Bu değişimin sebebini televizyon eleştirmeni Yüksel Aytuğ, şu şekilde açıklıyor: "Müzik her programda, dizide, filmde reyting oltasıdır. Dikkat edilirse en çok reyting alan kareler, dizinin içinde yer alan kliplerin olduğu sahnelerdir. Bu fark edilir edilmez dizide yer alan klipler artırıldı.


Ayrıca insanlar bildikleri müzikleri kolay kabulleniyorlar. Dolayısıyla insanların aşina olduğu şarkılar seçiliyor. Sevilen müzikler ile ilgili her şey dikkat çektiği için yapımcılar, bunu dizilerin isimlerinde bile kullanmaya başladı."


Aytuğ, dizinin adının ve müziklerinin o dizinin tutmasında aracı haline geldiğini belirtiyor. Akşam Gazetesi televizyon eleştirmeni Burhan Ayeri ise duruma daha farklı bir açıdan yaklaşıyor. Ayeri'ye göre dizilere bu şarkıların seçilmesinin sebebi tamamen ekonomik.


Ayeri, şarkı bestelemenin 60 bin dolardan başladığını, bestelenmiş bir şarkıyı kullanmanın ise çok daha az maliyeti olduğunu ifade ediyor. Hele de şarkının bestekârı hayatta değilse telif hakkı almak çok daha uygunmuş.


Şöyle bir durum da var ki insanlar bir şarkıyı kolay kolay kabullenemiyor. Herhangi bir şarkıyı sevebilmemiz için defalarca dinlememiz gerekebiliyor. Haliyle o şarkının tutması da zaman alıyor. Yapımcılar da riske girmemek için hazırda bulunan ve genel itibarı ile sevilen şarkıları dizi müziği yapmayı tercih ediyor.


Burhan Ayeri, 90'lı yıllarda ünlenen 'I'll always love you' şarkısının aslında 50'li yılların bestelerinden olduğunu söylüyor. "Fakat insanlar bu şarkıyı aradan 40 yıl geçtikten sonra ancak kabullenebildi." diye ekliyor.
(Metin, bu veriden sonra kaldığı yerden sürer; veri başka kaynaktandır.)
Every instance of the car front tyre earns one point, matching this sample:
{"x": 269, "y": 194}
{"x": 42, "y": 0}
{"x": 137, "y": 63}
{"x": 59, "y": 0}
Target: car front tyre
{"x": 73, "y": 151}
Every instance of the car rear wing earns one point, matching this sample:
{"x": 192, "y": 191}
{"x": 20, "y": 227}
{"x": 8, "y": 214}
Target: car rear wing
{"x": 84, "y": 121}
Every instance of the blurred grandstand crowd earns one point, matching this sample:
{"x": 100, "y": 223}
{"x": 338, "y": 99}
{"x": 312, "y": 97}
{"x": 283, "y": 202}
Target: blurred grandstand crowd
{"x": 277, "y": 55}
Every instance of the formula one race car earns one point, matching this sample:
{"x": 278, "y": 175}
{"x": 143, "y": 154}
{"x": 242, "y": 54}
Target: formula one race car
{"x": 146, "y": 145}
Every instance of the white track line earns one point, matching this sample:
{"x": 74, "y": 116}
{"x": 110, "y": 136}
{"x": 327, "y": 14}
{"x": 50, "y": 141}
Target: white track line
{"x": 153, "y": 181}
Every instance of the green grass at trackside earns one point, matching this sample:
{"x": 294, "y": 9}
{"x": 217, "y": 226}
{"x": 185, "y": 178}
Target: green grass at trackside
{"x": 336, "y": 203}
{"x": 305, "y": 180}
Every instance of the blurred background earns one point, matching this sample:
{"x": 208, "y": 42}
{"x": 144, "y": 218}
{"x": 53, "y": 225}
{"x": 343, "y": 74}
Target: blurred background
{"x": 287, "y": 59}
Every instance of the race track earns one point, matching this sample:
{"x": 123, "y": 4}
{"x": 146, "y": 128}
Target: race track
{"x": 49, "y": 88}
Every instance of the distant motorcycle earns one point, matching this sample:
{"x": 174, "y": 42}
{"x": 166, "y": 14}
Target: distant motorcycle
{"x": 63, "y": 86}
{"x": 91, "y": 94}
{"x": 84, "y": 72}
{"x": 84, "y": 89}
Makber dizisinin senaristlerinden Şebnem Aksoy da özellikle sevilen şarkıların toplumda ortak duygular uyandırdığını ifade ediyor.


Makber ismini seçmelerinin sebebini ise bu şiir ve şarkının toplum tarafından sevilmesi ve şarkıdaki duyguların dizinin hikâyesi ile örtüşmesiymiş.
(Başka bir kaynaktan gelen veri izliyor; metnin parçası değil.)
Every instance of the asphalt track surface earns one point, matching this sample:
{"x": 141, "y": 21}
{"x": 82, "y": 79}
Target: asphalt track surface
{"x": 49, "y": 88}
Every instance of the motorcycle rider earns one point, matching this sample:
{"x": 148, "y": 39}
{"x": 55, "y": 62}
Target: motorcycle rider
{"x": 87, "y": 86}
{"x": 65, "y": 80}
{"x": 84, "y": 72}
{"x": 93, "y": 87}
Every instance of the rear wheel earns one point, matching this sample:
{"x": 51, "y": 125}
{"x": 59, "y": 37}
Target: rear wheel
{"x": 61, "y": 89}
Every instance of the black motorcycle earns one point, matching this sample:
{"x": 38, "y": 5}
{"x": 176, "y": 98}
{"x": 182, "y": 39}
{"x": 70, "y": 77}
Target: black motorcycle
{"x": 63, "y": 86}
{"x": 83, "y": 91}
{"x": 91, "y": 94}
Aksoy, "Abdülhak Hamit Tarhan, Makber şiirini, eşinin vefatı üzerine, onun matemini tuttuğu günlerde yazmış. Biz de Makber dizisinde, birbirlerini koşulsuz seven iki genç insanın sevdalarının, ölümle sınanması hikâyesini anlatıyoruz. Sevdiği kadının amansız bir hastalığa yakalanmasıyla acı çeken bir erkek ile bu sevda uğruna hayatta kalmaya çalışan bir genç kızın hikâyesini konu alıyor Makber." diyor.


Gençler, tarihi dizilerden öğreniyor


Son dönemde görülen bir başka unsur da geçmişte ve bugün yaşanan siyasi olayların dizilere konu edilmesi. Ve bu dizilerin tamamına yakınının da yine şarkı ismi taşıması.


Çemberimde Gül Oya, Hatırla Sevgili, Bu Kalp Seni Unutur mu, Maskeli Balo da bu dizilerden. Bunların dışında siyaseti konu edinen 'Kurtlar Vadisi' ve 'Tek Türkiye' var.


Yüksel Aytuğ bunun demokratikleşmenin bir getirisi olduğunu söylüyor. "Yakın tarihten hep uzak tutulduk. Geçmişimizi hiç sormadık, sorgulamadık, sorgulamamız engellendi. 20-30 yıl sonra artık bazı şeyler gündeme taşınmaya başlandı." diyen Aytuğ, gençlerin tarihi kitaplardan değil dizilerden öğrenmeye başladığını ifade ediyor.